August 15 coronavirus news

By Tara John, Melissa Macaya, Zamira Rahim, Laura Smith-Spark, Alaa Elassar and Amir Vera, CNN

Updated 12:20 a.m. ET, August 16, 2020
14 Posts
Sort byDropdown arrow
7:03 a.m. ET, August 15, 2020

Russia begins manufacturing Sputnik V vaccine

From CNN’s Zahra Ullah and journalist Anna Chernova in Moscow 

Only around 2,000 people are slated to take part in the Phase 3 trials
Only around 2,000 people are slated to take part in the Phase 3 trials

The production of Russia's coronavirus vaccine, Sputnik V, has started, the Russian health ministry said on Saturday, according to Russian state news agency TASS.

Developed by the Moscow-based Gamaleya Institute, the vaccine was approved by the Russian government on Tuesday before beginning crucial Phase 3 trials.

Vaccine production before completed trial: Kirill Dmitriev, head of the Russian Direct Investment Fund (RDIF), announced earlier this week that Phase 3 trials of the vaccine would start on August 12 in Russia.

Only around 2,000 people are slated to take part in that critical stage of the Russian vaccine, according to Sputnik V’s website.

No scientific data on the Sputnik V vaccine has been released. As the treatment is only entering crucial Phase 3 clinical trials, it means there are huge unanswered questions over its safety and effectiveness.

Members of the Russian elite have reportedly taken doses, including the daughter of Russian President Vladimir Putin and Dmitriev.

Speaking to CNN's Anderson Cooper and Dr. Sanjay Gupta on Tuesday, Dmietriev said "safety is at the core of the vaccine."

"We know the technology works and we will publish the data in August and September to demonstrate that," Dmietriev said. 

He added that the vaccine will be gradually rolled out to high-risk people before a mass vaccination of Russians begins in October. The vaccine will be made available to other countries around November.

6:59 a.m. ET, August 15, 2020

French High Council of Public Health recommends widespread use of masks

From CNN’s Isabel Tejera in Madrid 

The French population should wear masks in all enclosed collective spaces, be it public and private, or places where there is a high density of people outdoors, in order to limit the emission of respiratory particles, it announced on Friday.  

This follows an open letter sent by 239 international scientists to the World Health Organisation (WHO) on July 4 proposing the reclassification of SARS-CoV-2 as an airborne virus. 

The HCSP says their mask recommendation should be combined with other prevention measures. It also calls on more research to understand the role of aerosols in viral transmission.

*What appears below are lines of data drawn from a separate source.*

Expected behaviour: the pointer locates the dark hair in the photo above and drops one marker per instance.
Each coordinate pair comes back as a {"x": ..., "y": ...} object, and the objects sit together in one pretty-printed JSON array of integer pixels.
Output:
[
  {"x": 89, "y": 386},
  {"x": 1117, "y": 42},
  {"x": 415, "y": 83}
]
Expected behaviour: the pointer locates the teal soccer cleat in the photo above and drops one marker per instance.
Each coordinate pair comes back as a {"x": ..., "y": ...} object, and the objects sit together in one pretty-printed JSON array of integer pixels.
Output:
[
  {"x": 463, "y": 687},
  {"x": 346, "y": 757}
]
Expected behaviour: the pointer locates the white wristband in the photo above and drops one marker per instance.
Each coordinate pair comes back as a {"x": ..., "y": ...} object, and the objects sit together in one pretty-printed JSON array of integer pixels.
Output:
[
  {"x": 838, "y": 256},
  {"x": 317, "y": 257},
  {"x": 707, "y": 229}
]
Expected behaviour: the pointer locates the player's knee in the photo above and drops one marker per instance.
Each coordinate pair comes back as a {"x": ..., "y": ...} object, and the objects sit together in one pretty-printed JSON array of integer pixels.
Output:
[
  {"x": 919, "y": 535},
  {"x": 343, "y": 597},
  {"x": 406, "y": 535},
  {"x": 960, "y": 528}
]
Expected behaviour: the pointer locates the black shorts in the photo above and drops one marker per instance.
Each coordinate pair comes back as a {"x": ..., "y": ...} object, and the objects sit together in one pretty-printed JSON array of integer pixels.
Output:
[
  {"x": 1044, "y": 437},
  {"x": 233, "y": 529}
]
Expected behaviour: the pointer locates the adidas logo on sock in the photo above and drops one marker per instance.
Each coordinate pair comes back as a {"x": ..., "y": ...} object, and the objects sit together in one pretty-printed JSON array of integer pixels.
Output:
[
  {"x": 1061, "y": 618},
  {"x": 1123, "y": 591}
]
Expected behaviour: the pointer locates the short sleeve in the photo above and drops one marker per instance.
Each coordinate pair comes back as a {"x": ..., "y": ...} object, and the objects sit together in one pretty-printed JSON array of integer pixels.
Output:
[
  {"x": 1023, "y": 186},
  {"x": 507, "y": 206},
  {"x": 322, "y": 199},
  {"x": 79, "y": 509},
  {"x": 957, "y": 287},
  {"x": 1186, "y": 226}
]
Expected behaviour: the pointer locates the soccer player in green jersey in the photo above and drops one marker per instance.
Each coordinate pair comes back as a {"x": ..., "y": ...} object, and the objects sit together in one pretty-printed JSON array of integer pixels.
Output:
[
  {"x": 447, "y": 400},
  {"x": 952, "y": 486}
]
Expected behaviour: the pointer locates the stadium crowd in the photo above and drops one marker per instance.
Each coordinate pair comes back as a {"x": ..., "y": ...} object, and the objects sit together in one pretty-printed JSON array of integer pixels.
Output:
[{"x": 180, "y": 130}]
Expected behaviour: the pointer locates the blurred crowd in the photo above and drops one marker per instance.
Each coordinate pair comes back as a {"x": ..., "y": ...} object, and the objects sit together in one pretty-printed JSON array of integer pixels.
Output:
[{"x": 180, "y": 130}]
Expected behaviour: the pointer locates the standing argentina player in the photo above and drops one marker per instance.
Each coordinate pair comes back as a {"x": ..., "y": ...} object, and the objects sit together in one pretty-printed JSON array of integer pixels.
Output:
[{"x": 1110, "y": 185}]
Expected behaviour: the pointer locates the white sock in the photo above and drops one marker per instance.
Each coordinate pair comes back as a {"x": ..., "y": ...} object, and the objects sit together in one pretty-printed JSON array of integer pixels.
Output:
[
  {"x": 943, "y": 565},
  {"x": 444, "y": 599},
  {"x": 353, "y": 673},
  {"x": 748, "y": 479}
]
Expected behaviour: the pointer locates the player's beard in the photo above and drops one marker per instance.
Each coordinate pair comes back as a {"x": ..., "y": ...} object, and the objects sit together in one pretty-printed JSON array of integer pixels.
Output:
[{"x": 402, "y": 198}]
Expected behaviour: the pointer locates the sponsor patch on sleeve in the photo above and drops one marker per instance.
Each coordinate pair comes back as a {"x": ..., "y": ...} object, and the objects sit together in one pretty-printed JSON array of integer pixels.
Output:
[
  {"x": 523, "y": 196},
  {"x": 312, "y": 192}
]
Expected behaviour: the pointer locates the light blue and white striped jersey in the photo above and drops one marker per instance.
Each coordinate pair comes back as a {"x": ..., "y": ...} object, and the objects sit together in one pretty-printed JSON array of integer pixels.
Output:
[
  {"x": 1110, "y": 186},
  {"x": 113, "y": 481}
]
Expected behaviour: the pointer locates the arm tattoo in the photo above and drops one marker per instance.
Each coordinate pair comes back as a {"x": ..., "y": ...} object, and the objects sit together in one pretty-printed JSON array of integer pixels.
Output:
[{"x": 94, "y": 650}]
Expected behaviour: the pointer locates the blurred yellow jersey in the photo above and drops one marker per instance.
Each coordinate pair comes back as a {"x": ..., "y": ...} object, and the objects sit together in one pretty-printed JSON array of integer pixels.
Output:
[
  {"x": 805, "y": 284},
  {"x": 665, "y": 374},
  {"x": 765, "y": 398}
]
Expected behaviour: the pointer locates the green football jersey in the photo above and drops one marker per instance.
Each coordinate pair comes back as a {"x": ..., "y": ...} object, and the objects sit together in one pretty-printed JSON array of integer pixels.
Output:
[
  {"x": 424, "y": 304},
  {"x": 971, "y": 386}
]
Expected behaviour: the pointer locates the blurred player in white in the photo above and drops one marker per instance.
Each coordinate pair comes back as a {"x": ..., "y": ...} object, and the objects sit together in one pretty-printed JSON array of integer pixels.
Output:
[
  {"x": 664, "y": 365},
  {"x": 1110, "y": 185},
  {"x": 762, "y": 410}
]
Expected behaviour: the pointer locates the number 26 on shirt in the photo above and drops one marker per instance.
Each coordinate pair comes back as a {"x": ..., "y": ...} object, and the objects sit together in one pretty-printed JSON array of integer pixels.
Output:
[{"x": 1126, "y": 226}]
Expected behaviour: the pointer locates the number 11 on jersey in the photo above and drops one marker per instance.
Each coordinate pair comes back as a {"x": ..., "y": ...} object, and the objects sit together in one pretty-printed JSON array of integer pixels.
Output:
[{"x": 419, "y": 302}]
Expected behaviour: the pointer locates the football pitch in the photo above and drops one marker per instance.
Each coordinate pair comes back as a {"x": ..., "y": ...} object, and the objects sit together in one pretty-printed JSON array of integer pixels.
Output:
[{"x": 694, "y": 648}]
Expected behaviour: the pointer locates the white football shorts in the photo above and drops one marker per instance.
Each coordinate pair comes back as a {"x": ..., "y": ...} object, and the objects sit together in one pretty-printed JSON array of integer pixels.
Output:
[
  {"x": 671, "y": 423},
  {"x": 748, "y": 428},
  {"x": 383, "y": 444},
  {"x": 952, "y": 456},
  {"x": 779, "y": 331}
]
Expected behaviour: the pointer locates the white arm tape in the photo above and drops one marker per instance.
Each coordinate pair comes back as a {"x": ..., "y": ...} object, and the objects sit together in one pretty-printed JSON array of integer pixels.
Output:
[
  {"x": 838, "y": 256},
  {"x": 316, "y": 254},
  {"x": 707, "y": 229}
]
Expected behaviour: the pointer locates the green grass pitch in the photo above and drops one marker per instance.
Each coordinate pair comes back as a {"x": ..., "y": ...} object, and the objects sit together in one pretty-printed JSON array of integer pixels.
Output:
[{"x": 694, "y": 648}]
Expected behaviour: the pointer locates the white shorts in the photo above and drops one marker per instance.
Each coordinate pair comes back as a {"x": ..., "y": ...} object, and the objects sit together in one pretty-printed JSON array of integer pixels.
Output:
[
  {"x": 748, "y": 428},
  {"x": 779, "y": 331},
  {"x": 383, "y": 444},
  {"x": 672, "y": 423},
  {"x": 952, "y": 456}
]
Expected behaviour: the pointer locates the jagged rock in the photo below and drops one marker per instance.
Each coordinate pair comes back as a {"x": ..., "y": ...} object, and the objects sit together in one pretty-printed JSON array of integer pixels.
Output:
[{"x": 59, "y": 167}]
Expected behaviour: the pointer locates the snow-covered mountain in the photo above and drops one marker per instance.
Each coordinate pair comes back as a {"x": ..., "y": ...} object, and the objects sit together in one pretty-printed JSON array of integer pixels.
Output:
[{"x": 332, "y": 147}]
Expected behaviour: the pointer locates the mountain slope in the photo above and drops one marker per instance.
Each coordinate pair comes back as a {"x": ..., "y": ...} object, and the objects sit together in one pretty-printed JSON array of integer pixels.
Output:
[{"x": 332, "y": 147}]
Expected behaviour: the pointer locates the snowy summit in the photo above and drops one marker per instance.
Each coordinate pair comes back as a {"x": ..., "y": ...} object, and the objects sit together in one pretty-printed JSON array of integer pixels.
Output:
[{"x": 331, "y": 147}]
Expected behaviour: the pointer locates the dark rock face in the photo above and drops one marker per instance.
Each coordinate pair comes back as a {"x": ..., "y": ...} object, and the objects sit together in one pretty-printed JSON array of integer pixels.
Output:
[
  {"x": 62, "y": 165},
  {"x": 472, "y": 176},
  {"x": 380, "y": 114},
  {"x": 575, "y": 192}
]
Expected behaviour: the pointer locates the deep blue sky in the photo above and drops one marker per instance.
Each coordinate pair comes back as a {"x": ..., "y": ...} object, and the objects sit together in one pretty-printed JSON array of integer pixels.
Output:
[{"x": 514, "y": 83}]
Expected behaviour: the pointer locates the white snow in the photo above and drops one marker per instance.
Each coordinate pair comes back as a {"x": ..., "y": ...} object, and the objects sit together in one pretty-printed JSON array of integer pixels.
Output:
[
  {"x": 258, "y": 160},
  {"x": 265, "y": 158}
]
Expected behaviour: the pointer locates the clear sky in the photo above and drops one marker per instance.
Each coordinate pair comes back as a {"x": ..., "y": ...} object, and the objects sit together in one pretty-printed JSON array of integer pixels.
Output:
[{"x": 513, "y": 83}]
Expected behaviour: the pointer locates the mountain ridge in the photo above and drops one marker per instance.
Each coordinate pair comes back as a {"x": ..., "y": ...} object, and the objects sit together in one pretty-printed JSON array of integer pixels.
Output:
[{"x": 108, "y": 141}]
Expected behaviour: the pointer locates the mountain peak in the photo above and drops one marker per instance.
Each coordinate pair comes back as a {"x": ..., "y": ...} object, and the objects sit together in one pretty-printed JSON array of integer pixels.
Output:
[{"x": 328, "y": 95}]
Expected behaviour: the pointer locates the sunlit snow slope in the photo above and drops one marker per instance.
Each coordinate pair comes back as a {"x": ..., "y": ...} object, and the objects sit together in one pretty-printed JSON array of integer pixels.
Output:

Data from France shows that over the past week, ending August 13,  there has been a 66% increase in newly reported cases and a 52% increase in weekly incidence rate per 100,000 population, indicating a sharp rise in coronavirus cases.  

The French government on Friday declared Paris and Marseille and its surrounding areas high-risk zones for the virus, granting authorities there powers to impose localized curbs to contain the spread of the disease.

6:39 a.m. ET, August 15, 2020

Vaccines are safe. But huge numbers of people around the world say they wouldn't take a Covid jab

From CNN's Emma Reynolds in London

Vaccines are our most effective tool in combating infectious diseases
Vaccines are our most effective tool in combating infectious diseases

Susan Bailey, a 57-year-old retired nurse from Florida, has had all her jabs and gets a flu shot every year. She's a vocal Joe Biden supporter -- and one of a growing number of people globally who say they wouldn't take a coronavirus vaccine even if one becomes available soon.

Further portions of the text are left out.